So many times, when watching a movie, I experience a sense of frustration: I cannot touch the image, I cannot grasp it, fix it, or retain it (remember that moment in Godard’s “Les Carabiniers” when Michelangelo literally tries to enter the projection screen?) A frame is replaced by another in a way that, although logical from a cinematic standpoint, feels unnatural in a way. A frame is not the totality, but just a portion of reality (is it even a “portion of reality”? And if not, what is it?). The image is something that exists (fleetingly) at the border between being and nonbeing (is it then more appropriate to say “it happens” than “it exists”?) – a dream-like state where you’re always questioning if things actually are and if they are what they seem, as if everything is experienced through an invisible veil. As if you’re aware of your blind spots but still cannot grasp them. Or that feeling evoked by Magritte’s “La reproduction interdite.”

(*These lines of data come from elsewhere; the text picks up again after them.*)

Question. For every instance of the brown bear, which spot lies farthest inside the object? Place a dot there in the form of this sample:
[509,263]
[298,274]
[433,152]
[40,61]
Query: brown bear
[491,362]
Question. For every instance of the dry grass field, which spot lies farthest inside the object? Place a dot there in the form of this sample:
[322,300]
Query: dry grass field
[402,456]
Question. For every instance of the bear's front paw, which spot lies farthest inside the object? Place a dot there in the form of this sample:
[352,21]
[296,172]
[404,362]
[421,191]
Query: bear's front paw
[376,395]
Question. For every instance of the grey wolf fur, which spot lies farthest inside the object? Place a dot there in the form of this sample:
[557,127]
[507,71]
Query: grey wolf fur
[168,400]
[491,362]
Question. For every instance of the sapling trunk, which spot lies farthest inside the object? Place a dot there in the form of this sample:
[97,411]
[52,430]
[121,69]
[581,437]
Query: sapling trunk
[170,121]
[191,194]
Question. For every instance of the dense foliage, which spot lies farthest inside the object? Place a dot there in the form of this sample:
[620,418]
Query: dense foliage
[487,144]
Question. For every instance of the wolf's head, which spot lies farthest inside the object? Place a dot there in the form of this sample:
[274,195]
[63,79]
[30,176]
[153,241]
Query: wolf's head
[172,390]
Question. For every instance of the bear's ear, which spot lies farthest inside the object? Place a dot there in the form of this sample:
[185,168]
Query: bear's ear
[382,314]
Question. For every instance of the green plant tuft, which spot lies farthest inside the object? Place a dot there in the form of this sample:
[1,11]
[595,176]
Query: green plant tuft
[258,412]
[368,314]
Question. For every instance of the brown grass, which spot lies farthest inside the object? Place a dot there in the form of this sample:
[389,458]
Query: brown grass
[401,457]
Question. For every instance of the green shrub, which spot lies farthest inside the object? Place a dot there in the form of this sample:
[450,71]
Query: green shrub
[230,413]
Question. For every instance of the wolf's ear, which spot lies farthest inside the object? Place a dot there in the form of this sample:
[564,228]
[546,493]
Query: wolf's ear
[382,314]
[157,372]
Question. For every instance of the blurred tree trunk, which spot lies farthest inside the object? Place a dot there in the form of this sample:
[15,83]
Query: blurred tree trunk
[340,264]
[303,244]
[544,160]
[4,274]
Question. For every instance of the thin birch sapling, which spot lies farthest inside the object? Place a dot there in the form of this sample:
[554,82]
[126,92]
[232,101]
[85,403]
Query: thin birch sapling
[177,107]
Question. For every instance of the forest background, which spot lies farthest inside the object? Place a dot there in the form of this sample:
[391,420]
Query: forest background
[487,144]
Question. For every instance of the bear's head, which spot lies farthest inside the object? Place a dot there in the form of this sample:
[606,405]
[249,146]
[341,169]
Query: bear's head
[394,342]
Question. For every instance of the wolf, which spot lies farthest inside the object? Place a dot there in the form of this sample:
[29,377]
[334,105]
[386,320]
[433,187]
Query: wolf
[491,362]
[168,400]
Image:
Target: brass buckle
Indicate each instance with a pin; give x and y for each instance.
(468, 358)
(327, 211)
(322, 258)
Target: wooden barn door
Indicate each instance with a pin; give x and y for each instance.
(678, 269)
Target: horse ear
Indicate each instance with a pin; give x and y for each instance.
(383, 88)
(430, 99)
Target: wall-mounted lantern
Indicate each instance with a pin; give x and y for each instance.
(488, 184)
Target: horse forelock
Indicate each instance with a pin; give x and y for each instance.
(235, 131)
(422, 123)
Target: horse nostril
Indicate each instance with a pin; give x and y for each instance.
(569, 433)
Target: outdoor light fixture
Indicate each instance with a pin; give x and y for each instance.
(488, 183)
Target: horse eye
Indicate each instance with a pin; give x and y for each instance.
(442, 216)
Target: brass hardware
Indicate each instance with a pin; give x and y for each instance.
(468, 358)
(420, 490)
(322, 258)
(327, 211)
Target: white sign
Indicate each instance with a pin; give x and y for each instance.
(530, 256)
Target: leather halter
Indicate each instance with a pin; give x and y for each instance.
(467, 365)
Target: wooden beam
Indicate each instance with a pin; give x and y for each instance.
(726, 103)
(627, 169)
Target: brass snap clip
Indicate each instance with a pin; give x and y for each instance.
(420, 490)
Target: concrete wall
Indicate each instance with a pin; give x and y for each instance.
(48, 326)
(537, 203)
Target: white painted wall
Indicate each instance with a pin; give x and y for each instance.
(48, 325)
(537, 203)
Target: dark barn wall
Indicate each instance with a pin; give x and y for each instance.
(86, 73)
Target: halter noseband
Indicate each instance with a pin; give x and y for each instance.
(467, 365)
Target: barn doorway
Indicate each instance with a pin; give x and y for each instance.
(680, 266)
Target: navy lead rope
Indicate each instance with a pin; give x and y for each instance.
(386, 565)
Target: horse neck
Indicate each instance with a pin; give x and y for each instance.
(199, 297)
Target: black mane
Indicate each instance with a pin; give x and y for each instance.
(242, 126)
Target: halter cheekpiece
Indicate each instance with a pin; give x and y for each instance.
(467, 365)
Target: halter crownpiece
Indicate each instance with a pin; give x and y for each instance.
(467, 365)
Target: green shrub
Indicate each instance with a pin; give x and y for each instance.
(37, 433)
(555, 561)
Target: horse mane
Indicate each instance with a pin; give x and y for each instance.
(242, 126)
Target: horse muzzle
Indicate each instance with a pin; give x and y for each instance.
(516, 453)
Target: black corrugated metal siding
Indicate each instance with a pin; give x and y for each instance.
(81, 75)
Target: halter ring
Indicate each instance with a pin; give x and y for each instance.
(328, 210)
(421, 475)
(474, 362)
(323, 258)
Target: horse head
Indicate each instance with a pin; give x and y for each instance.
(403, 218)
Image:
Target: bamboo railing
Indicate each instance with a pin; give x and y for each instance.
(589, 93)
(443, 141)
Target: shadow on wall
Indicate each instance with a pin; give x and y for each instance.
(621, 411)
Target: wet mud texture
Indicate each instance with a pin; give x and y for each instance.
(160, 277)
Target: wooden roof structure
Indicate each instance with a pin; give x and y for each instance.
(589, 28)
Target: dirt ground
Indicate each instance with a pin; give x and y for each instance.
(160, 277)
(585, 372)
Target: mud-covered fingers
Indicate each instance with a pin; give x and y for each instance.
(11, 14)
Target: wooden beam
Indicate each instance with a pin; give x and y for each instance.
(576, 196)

It may be that one of the functions of cinema is to make us turn towards life, with fresher eyes, with more lucidity, in a world which becomes ever more real (Then again, what if reality itself is a grand-scale cinematic projection? To what reality are we then turning towards?) In complex, more or less indirect ways, it may very well teach us how to be more present in the world. Through its inevitable fragmentation, it helps us become more total, which is to say more conscious. By unfolding in linear time, sequentially, it gives birth to the longing to abolish time and to experience everything that was, is, and will be in some sort of eternal present.
And if we need to constantly return to cinema it is because we constantly forget how to be in the world. One could then imagine a situation and a state of mind where cinema is no longer needed.